ME: Sorry we’re late. My daughter couldn’t find her pet spatula.
DAUGHTER: Chad.
ME: Yes. Chad the Spatula.
[flirting]
ME: Do you come here often?
HER: Sir, I’m the librarian.
ME: Uh huh.
HER: And this is a library.
ME: Oh, gotcha.
HER: Okay then.
ME: *whispers* Soooo, do you come here often?
[1st day undercover]
Me: [to gang of street punks] what up dongs?
Voice through earpiece: OMG its DAWGS u idiot
Me: is ur gang hiring today?
Years ago, I worked for a company that sold sandwiches in airports. I once got a complaint email that someone’s chicken cordon bleu sandwich was missing the chicken. I replied that “cordon bleu” was French for “not there”, and I haven’t felt that level of job satisfaction since.
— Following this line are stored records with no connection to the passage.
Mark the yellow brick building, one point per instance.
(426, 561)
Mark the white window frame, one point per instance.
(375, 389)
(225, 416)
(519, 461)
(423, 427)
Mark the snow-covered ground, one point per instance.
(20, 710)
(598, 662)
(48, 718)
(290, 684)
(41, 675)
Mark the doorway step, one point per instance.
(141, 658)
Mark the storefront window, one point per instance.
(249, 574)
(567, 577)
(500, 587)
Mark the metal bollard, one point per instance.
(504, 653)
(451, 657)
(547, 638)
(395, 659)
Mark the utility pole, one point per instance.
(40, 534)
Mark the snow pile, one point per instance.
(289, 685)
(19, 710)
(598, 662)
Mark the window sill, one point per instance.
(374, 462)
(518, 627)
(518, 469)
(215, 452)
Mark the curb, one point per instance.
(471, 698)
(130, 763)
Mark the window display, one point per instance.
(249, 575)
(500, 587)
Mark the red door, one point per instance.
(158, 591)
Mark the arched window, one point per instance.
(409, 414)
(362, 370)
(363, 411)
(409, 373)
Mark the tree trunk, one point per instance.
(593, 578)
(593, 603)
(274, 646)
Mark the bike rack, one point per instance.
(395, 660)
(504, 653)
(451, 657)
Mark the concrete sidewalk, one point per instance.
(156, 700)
Some of you are like family to me. I don’t want you calling me either.
Any time I see a couple jogging together, I try to figure out which one of them is unhappy about it.
My signature move is appearing out of nowhere with an emotional support taco
Me: *Wishes upon a star* Please, I just want the world to be a better place.
Asteroid: ON MY WAAAY!!!
You people that disappear on weekends like you have something better to do, you’re not fooling anyone, we all know you’ve doing Community Service.
[date]
EXPECTATION:
Me: [dazzles her with charm and wit]REALITY:
Me: “I hear the chicken is pretty good here.”
As you get older you’re supposed to find younger generations kind of scary, but how the fuck am I supposed to be intimidated by anyone who says “seggs” instead of sex.
You can buy my cassette series “Yelling : Greatest Hits”
Including classics such as:
– Hey!
– What the Hell?
– What the heck? (Radio edit)
– Oh come on!And the chart topping hit:
– Yo…hey yo! Over here! No, over here to your left!
As an ultimate act of selflessness, someday I will travel to a 3rd world country and adopt a small, less fortunate highway.
the top three reasons people break up:
-cheating
-fights about money
-incompatible peanut butter types
Flirting is a way of life, the moment you stop is when you’re dead … then your spouse cleans the gun and places it in your hand.
Arkansas is just Kansas for pirates.
Untied the bun in my hair & tried that sexy hair shake thing that chicks do on tv.
Doc says the neck brace can come off in a week.
Are you on a Wanted Poster, because you are sketchy as hell…
PARAMEDIC: this man needs a transfusion
JESUS: i got this *turns water into wine*
PARAMEDIC: he doesn’t need wine he needs blood
JESUS: this is my blood
People will never forget you, if you push them down the stairs.
Age is just a number until your back goes out picking up a sock.
Remember that time you were reluctant to test my latest invention “amnesia pills” but did anyway?
“No”
excellent.
A robot steals your job. It hurts, but that’s how the economy works. Nothing personal. The robot starts texting your wife.
Them: If you say more one thing you’re going to die.